As @cpad0112 suggested, adding < /dev/null
to your esearch
is the way to go if you want to use the while loop.
I recommend skipping the while loop altogether and use epost
as shown below. It is quicker.
$ time cat accs.txt | while read p ; do esearch -db assembly -query $p < /dev/null | esummary | xtract -pattern DocumentSummary -def "NA" -element AssemblyAccession,Taxid ; done > out.txt
real 0m5.361s
user 0m1.828s
sys 0m0.553s
$ time epost -db assembly -input accs.txt | esummary | xtract -pattern DocumentSummary -def "NA" -element AssemblyAccession,Taxid > out.txt
real 0m1.567s
user 0m0.375s
sys 0m0.150s
If you have a lot of accessions and you are concerned about hitting the rate limit, I suggest you create an NCBI API key. See https://support.nlm.nih.gov/knowledgebase/article/KA-05316/en-us and the "Programmatic Access" section of https://www.ncbi.nlm.nih.gov/books/NBK179288/ for more details.
Finally, if you don't want to deal with EntrezDirect at all because it still takes a long time to process thousands of accessions you have, you can obtain this information from the assembly report files located on the FTP here: ftp://ftp.ncbi.nlm.nih.gov/genomes/ASSEMBLY_REPORTS. For example, the file assembly_summary_refseq.txt
is a tab-delimited table with 23 fields including assembly accession and taxid.
You should be able to join on the assembly accession to this table:
$ join -j 1 <(sort accs.txt) <(grep -v '^#' assembly_summary_refseq.txt | sort -k1,1 -t $'\t') -t $'\t' | cut -f1,6
GCF_002993365.1 2079529
GCF_003999975.1 2486853
GCF_006496635.1 2027405
GCF_016924235.1 2811233
GCF_017084525.1 2812560
GCF_017104785.1 2703894
Note, assembly_summary_refseq.txt
contains only the latest assembly accessions. Older data are in assembly_summary_refseq_historical.txt
file located in the same FTP path. If the input list has a mix of current and old assemblies, the best way to go is to first concatenate the two files and then do the join
.
probably your while loop needs
/dev/null
redirection as explained here: https://www.ncbi.nlm.nih.gov/books/NBK179288/. Otherwise, it will stop at first line/record.It works!
I have also added a
sleep 3s
to avoid any problem with NCBI.Thank you!
Be careful here.
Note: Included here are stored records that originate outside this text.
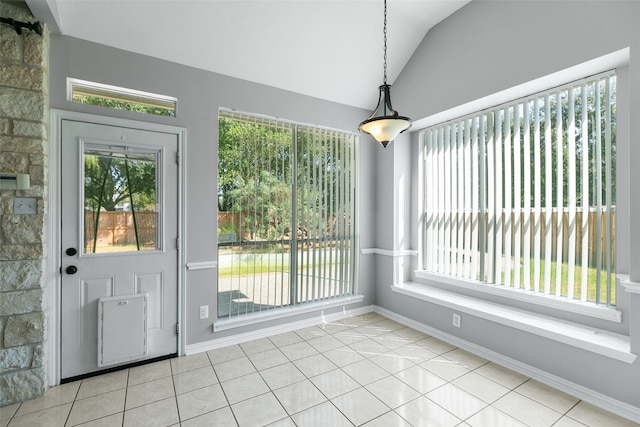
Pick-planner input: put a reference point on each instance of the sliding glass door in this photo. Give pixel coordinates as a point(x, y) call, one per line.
point(286, 205)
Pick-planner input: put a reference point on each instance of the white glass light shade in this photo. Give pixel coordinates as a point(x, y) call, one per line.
point(384, 124)
point(385, 129)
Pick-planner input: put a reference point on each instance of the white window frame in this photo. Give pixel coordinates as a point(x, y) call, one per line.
point(602, 64)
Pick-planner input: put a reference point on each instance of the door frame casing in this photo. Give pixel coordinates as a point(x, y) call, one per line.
point(52, 293)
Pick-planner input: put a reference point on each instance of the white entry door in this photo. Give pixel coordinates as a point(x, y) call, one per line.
point(119, 216)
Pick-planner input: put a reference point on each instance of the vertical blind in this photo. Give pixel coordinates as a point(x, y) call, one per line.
point(286, 221)
point(523, 194)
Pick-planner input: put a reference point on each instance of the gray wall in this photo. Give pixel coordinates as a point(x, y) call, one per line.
point(200, 94)
point(487, 47)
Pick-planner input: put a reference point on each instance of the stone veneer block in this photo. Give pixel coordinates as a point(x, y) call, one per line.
point(19, 275)
point(9, 49)
point(17, 76)
point(22, 229)
point(22, 104)
point(16, 358)
point(14, 162)
point(20, 302)
point(21, 385)
point(32, 129)
point(24, 329)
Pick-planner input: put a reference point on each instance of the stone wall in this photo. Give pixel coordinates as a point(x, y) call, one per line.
point(24, 112)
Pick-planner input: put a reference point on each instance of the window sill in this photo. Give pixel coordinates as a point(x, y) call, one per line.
point(550, 301)
point(251, 319)
point(597, 341)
Requests in a loop will hammer the server and could get your IP (or that of your institution) banned. I think now the NCBI is rate limiting access to 3 requests per second to avoid this kind of problem but you could still get banned.
I have thousands of accessions. Perhaps I need to find a different solution.
Thank you for warning me.
It may be simple to just get the assembly summary report file and extract the taxID's. They are in column 6 and 7. You can either search by
GCA*
orGCF*
accessions. There are other reports in that directory if you need RefSeq etc.Yup, that's what I mentioned in my answer. But one caveat with this file is that it only includes assemblies that are current; the older assemblies are in
assembly_summary_{genbank,refseq}_historical.txt
file in the same directory. If the input list has a mix of current and old assemblies, the best way to go is to first concatenate the two files and then do the grep.I did not read all the answers completely. Sorry about that. Moving mine to a comment.
I think downloading this file once and doing the searches locally would save NCBI bandwidth/server load, especially if OP has literally thousands of these to look through.